The good news for Denver voters is that there’s only one property tax measure on this fall’s ballot.
The bad news is that there are no fewer than four city sales tax increases. While the goals of all of these proposals are noble, the price tag to city residents and shoppers is just too high, threatening to make an already costly city among the most expensive in the country.
The four proposed measures would raise sales taxes as follows:
- Referred Measure 2A by 0.25 percent for parks construction and maintenance
- Initiated Ordinance 300 by 0.08 percent for post-secondary scholarships for the next 12 years
- Initiated Ordinance 301 by 0.25 percent for mental health, opioid/substance abuse, and subsidized housing
- Initiated Ordinance 302 by 0.08 percent to promote “healthy meals and snacks” for children under 18
If all four measures were to pass, Denver’s sales tax would increase by 0.66 percent. If the state were to pass the sales tax increase for transit and roads on top of that, the increase would be a whopping 1.28 percent. Currently, Denver shoppers pay a sales tax of 7.65 percent. That number would jump to 8.93 percent. According to a 2017 Tax Foundation study, Denver’s sales tax burden currently ranks seventy-first among cities with 200,000 people or more. We could vault to as high as number 16, passing New York City, San Francisco, and St. Louis.
Taken independently, the picture isn’t much prettier.
Since 2004, Denver’s population has averaged a 1.8 percent annual increase, while the national Consumer Price Index, a measure of inflation, has increased at a 2.0 percent annual rate. In that same time, the city’s sales tax revenue has increased at a 4.3 percent annual rate, or roughly half a point faster than what it would take to keep pace with population plus inflation and maintain services. This year, that amounts to a $47 million difference, or almost exactly the $46 million that the City Council wants to spend on parks.
Instead of asking the citizens of Denver to pay more, perhaps the taxpayers should be asking whether or not the government is already doing too much.
Initiative 300 proposes to raise $14 million in the first year for post-secondary scholarships, and to run for 12 years. The idea is to build on the successful Denver Scholarship Foundation, which receives some government money, but is primarily funded through private contributions.

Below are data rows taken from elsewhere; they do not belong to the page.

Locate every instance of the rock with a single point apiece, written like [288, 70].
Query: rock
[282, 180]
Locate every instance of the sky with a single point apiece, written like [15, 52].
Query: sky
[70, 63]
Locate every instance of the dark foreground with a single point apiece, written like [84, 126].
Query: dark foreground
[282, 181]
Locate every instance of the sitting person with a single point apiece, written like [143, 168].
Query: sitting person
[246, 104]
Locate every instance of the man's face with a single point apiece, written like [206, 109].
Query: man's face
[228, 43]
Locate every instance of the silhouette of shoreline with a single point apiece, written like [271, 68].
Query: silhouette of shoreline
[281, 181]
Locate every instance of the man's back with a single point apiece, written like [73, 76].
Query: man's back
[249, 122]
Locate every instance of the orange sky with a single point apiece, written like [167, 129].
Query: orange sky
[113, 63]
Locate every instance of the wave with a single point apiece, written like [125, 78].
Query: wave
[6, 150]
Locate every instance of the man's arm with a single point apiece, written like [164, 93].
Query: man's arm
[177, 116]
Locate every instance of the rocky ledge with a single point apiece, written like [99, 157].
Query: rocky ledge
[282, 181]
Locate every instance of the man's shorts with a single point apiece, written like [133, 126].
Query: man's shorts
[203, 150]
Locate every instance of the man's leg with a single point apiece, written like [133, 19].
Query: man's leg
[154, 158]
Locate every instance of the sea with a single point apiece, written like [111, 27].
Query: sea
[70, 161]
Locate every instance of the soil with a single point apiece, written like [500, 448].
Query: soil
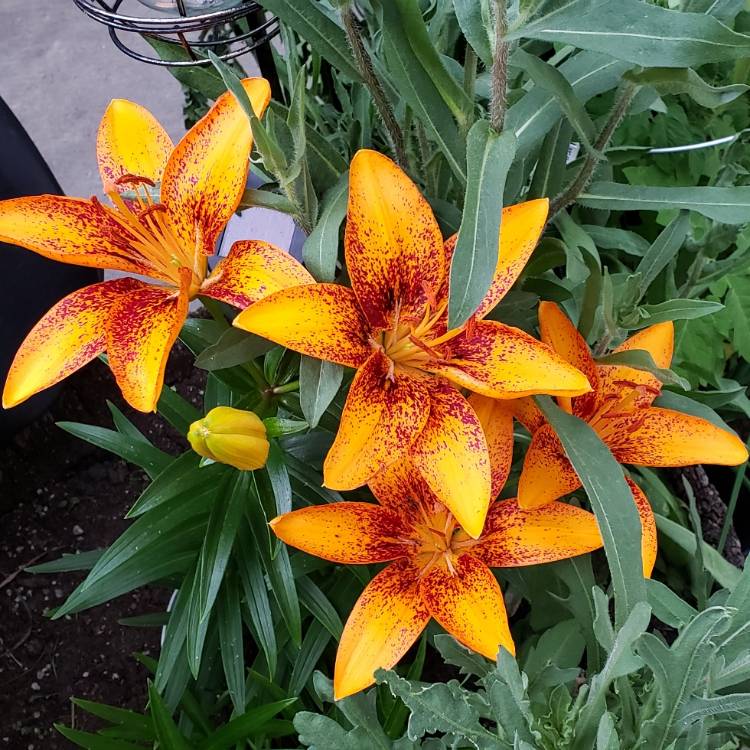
[59, 495]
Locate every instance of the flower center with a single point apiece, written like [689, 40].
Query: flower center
[149, 234]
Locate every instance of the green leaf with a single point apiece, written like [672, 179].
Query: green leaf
[729, 205]
[321, 249]
[318, 29]
[234, 347]
[319, 382]
[638, 32]
[167, 733]
[687, 81]
[640, 359]
[489, 156]
[611, 500]
[419, 91]
[551, 79]
[134, 450]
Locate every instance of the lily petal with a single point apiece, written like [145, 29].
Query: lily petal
[515, 537]
[559, 332]
[658, 341]
[648, 529]
[547, 473]
[380, 421]
[350, 533]
[71, 230]
[496, 419]
[64, 340]
[468, 603]
[504, 362]
[386, 620]
[521, 227]
[394, 249]
[206, 173]
[140, 333]
[451, 455]
[320, 320]
[663, 437]
[253, 270]
[131, 141]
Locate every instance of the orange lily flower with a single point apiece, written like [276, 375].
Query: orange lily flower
[135, 322]
[619, 409]
[436, 569]
[392, 327]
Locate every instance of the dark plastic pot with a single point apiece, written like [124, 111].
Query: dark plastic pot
[29, 284]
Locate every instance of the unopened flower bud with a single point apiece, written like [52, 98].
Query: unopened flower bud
[231, 436]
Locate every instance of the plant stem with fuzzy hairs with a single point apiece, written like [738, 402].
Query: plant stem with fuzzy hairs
[367, 71]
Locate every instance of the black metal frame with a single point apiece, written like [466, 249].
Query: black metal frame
[175, 29]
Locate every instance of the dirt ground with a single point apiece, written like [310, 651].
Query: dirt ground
[58, 495]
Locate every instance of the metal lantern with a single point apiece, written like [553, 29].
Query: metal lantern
[229, 28]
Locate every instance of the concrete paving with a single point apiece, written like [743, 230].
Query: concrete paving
[60, 70]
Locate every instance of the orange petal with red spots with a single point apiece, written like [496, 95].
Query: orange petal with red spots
[253, 270]
[558, 332]
[663, 437]
[496, 419]
[140, 333]
[380, 421]
[320, 320]
[70, 230]
[451, 455]
[130, 141]
[394, 248]
[547, 474]
[64, 340]
[467, 601]
[504, 362]
[648, 529]
[658, 341]
[206, 173]
[386, 620]
[349, 533]
[514, 536]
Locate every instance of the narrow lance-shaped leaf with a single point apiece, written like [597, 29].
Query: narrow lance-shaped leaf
[611, 500]
[489, 156]
[639, 32]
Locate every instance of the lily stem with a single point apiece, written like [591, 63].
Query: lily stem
[582, 179]
[498, 99]
[367, 71]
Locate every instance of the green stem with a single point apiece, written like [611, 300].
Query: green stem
[286, 388]
[367, 71]
[582, 179]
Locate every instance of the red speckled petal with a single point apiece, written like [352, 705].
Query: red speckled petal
[140, 333]
[451, 455]
[496, 419]
[206, 174]
[253, 270]
[514, 536]
[558, 332]
[64, 340]
[616, 381]
[350, 533]
[468, 603]
[663, 437]
[648, 529]
[504, 362]
[130, 141]
[386, 620]
[320, 320]
[394, 249]
[547, 474]
[379, 423]
[70, 230]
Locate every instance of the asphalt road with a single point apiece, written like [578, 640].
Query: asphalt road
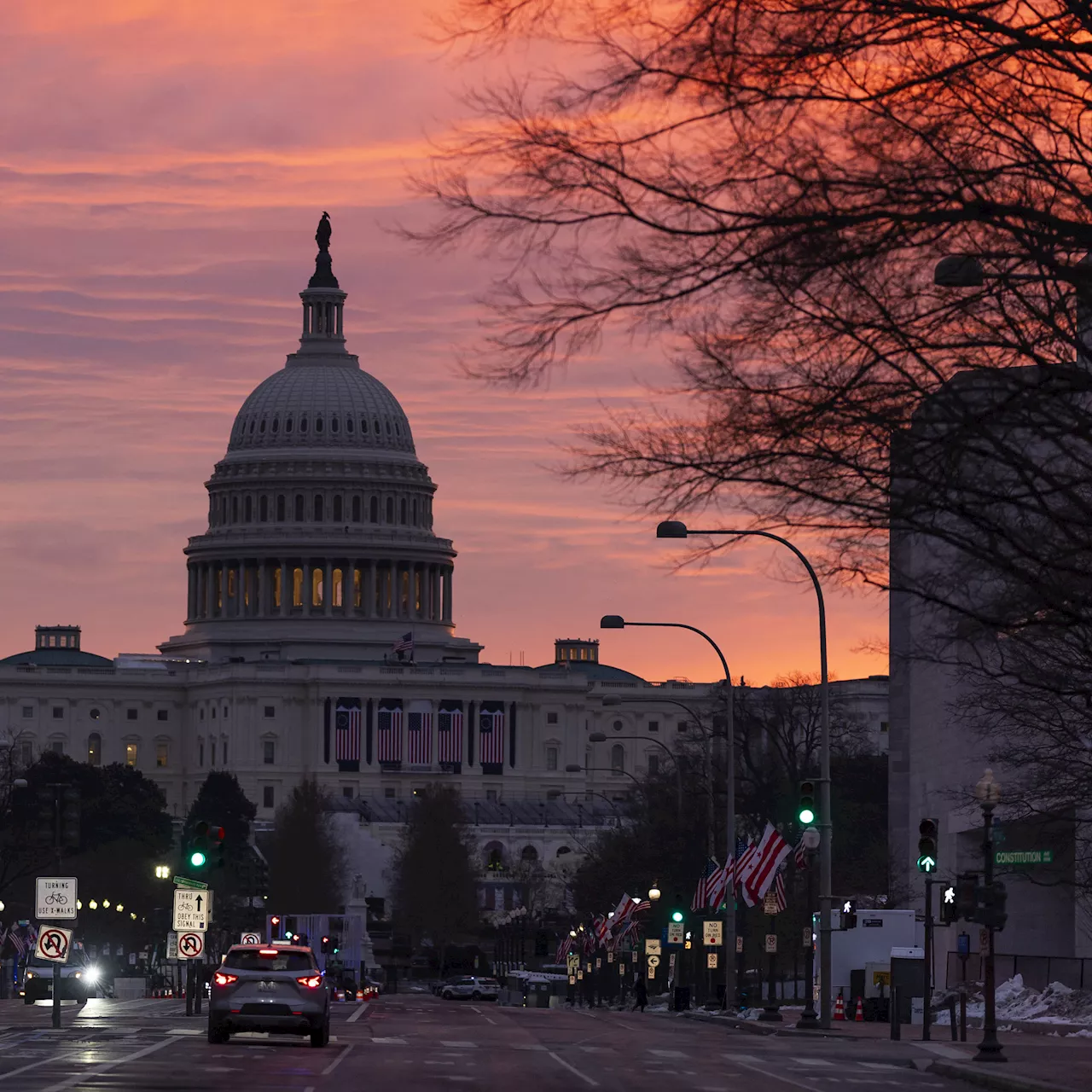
[414, 1041]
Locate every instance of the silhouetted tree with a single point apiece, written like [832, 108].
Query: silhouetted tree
[433, 874]
[307, 863]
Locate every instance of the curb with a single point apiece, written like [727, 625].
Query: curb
[990, 1078]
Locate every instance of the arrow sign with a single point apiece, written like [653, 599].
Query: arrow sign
[191, 909]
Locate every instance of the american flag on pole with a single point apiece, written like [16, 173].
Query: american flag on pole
[420, 736]
[389, 729]
[700, 899]
[450, 734]
[347, 730]
[770, 852]
[491, 734]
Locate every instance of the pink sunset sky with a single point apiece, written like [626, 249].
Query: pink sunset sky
[163, 165]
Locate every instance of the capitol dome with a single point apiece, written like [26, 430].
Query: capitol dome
[320, 542]
[332, 404]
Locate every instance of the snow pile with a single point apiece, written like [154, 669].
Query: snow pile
[1057, 1003]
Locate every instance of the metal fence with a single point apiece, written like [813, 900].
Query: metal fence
[1037, 971]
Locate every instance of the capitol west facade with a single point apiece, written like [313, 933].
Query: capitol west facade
[319, 555]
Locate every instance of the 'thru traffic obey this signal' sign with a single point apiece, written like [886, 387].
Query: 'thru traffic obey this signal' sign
[192, 909]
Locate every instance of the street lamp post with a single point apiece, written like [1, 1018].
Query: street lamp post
[601, 737]
[616, 621]
[989, 795]
[673, 529]
[808, 1018]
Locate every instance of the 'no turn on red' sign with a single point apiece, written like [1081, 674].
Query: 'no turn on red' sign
[54, 944]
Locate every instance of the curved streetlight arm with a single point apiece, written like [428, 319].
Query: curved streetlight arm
[674, 529]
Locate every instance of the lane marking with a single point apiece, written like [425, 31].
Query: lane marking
[80, 1078]
[334, 1065]
[574, 1071]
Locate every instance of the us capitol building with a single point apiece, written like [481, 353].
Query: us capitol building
[320, 558]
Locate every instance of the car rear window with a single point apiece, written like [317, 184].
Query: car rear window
[282, 961]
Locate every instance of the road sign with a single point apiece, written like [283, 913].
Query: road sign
[54, 944]
[191, 909]
[55, 897]
[1024, 857]
[190, 944]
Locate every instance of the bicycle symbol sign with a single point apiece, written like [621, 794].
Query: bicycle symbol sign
[54, 944]
[190, 944]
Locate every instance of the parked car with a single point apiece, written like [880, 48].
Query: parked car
[479, 990]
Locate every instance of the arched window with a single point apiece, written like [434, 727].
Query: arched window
[617, 758]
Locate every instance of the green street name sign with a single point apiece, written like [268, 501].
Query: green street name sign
[1024, 857]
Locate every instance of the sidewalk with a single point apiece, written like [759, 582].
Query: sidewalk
[1037, 1063]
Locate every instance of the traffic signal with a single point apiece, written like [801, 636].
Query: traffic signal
[948, 909]
[198, 850]
[927, 830]
[967, 901]
[806, 812]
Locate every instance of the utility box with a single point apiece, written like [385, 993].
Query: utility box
[908, 976]
[876, 932]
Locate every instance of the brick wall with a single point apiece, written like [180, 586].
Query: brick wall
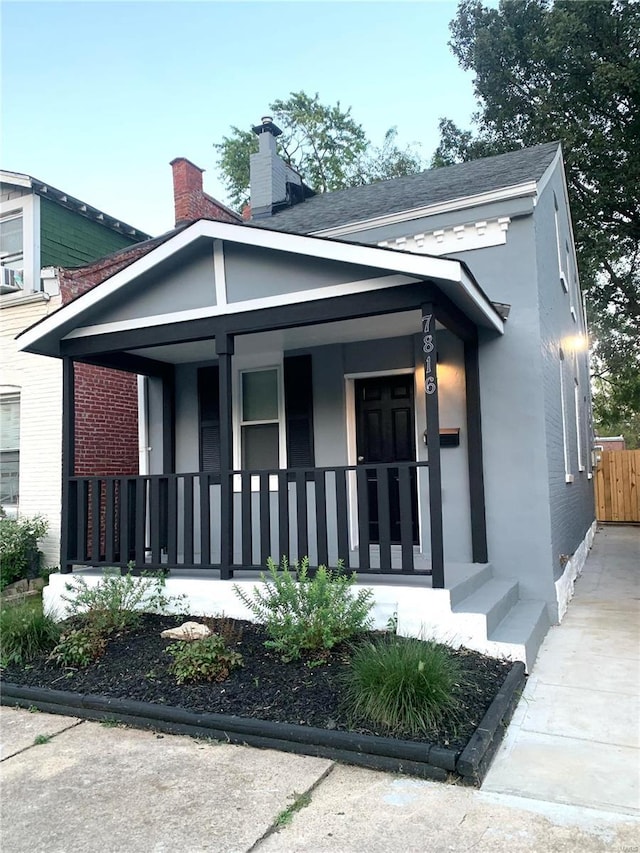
[106, 400]
[190, 201]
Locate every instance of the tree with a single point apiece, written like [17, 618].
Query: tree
[570, 71]
[323, 143]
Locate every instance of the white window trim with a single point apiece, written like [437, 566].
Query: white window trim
[29, 207]
[249, 364]
[13, 393]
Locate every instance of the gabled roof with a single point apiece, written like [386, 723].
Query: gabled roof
[44, 190]
[357, 204]
[451, 276]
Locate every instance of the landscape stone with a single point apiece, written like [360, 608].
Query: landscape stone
[187, 631]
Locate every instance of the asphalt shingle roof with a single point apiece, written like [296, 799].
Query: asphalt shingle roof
[330, 210]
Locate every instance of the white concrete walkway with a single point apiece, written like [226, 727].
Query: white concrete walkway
[575, 736]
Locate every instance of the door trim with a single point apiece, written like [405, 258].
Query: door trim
[352, 453]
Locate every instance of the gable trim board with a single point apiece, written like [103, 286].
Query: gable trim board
[453, 206]
[451, 276]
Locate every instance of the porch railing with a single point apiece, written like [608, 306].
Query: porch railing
[364, 515]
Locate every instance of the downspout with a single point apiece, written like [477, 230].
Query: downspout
[143, 426]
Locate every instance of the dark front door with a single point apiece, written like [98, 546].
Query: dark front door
[385, 433]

The new bureaucracy wouldn’t have to contend with fundraising, and would be limited to 5 percent administrative costs.
Nevertheless, sales taxes are inherently less stable than property taxes; in down years, with less money available for scholarships, staff would have to be cut. Even a lean operation would still need some reserve in order to buffer the bad years, making it less efficient than its proponents advertise.
Initiative 302 would generate an estimated $14 million, but its mission is sufficiently vague so as to render it all but meaningless. To be eligible, charities wouldn’t have to actually deliver meals to kids. They could teach about gardening, for instance. Denver’s current Healthy Meals program runs at about $270,000, most of which comes from a federal reimbursement program administered by the state. pumping about 50 times that amount into a group of ill-defined non-profits is a recipe for fraud and abuse.
Of all the proposed changes, the one we’re most sympathetic to is Initiative 301. The opioid problem is real, and we’ve heard plenty about mental health in the last few years as well. Whether or not the government is the most efficient avenue or the most sympathetic care provider is up for debate, but these problems take real, tangible tolls on our community.
That said, affordable housing has become something of a catch-all cause, and its advocates tend to ignore zoning regulations and building codes that deliberately increase density and drive up costs. In such an environment, where the middle class can barely afford to own a home, those least-able to take care of themselves will naturally have it worse.
But perhaps the most unfair aspect of these proposals is that they rely on the sales tax. One of the few things that both left- and right-leaning tax policy think tanks agree on is that sales taxes are regressive, and this remains true even in the face of exemptions for such items as food and clothing.
In effect, these measures ask the poor and working-class city residents to disproportionately fund government programs intended to help them. So to get a post-high school education, or a home, or a better meal, the intended recipients first have to pay some bureaucrat’s salary, and then fill out a binder full of paperwork to prove they qualify.
Parks for our increasingly crowded city, meals for kids, college education, and help for the addicted and mentally ill are all good causes. They are also better paid for by voluntary contributions, or by cutting less important spending, rather than by making life even more expensive for the poor and middle-class.
Joshua Sharf is a fiscal policy analyst at the Independence Institute, and a Denver resident.